Posted By Joe O'Toole on 03/16/2010 02:39 PM
No load balancer that I am aware of. We were able to resolve this with the help of Lawson and the issue seems to be related to stale or cached DNS information. We ran Wireshark traces and found that after the initial call from Lawson to the pimary DC was made to verify a users credentials, information was returned to Lawson informing it that a secondary AD store exists and Lawson than made a call to to the backup DC (although it didn't need any additional information). To resolve the issue we took the following steps: 1) Moved the backup DC to new IP address. 2) Deleted all DNS entries on both DC's related to backup DC's old IP address (foward lookup, reverse, forest entries, etc.) 3) Changed Lawson ssoconfig to call primary DC by IP rather than name. 4) Flush DNS cache on both DC's and the Lawson server 5) Reboot Lawson server (this step was key - without reboot there were still some references hiding to backup DC's old address). We also learned that although the backup DC serves as a failover for Windows authentication that LSF 9.00X can only point to 1 DC so if we lost our primary DC a manual change would be required to get Lawson authenticating again. According to Lawson support this limitation was addressed in LSF 9.01X and more than one DC and be defined in sso.

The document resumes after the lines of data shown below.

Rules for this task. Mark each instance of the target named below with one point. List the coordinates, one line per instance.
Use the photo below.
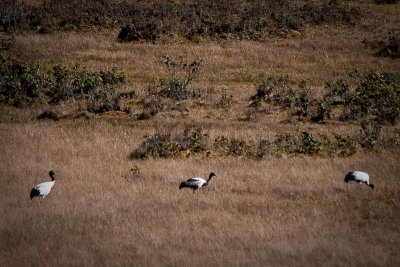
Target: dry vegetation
(282, 209)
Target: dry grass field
(293, 210)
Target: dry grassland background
(288, 211)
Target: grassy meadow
(108, 209)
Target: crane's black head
(349, 177)
(52, 175)
(372, 186)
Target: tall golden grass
(295, 211)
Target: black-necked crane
(196, 183)
(359, 177)
(43, 189)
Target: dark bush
(309, 145)
(150, 20)
(377, 95)
(391, 47)
(157, 146)
(21, 83)
(225, 101)
(234, 146)
(304, 100)
(163, 146)
(369, 134)
(181, 74)
(388, 2)
(331, 11)
(275, 91)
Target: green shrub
(157, 146)
(285, 143)
(263, 149)
(165, 146)
(275, 91)
(225, 101)
(308, 144)
(181, 74)
(304, 100)
(369, 134)
(377, 95)
(150, 20)
(21, 83)
(234, 146)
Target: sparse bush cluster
(370, 95)
(189, 141)
(387, 2)
(22, 83)
(195, 142)
(391, 47)
(173, 89)
(150, 20)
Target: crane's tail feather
(35, 193)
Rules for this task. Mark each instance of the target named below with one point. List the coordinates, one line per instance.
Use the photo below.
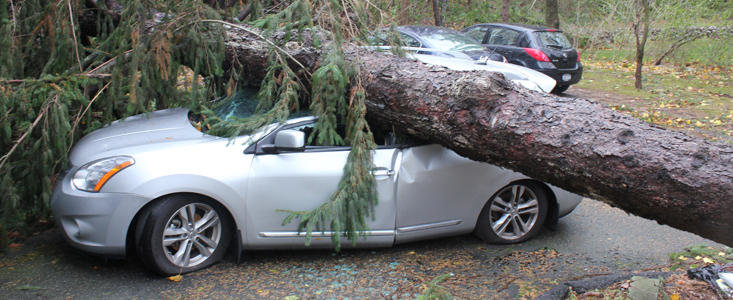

Anyone know how to define multiple DC in sso in 9.0.1.X? I looked everywhere and can't find it.

THE GSC made it sound like the option was available in ssoconfig, but being on 9.004 I can't tell. If you are not seeing an option to add an additional DC address in ssoconfig, you might need to dump your sso config file (sso_prod.xml in my case) then add the extra DC entry and reimport. You can either reload manually via ssoconfig menu or use sso_config -l to load via script. Make sure you back up your original sso config file, if the revised import has some problem and you don't have the original to fix it you could be in a bad spot. You might want to check with the GSC or see if there is a KB article before attempting this.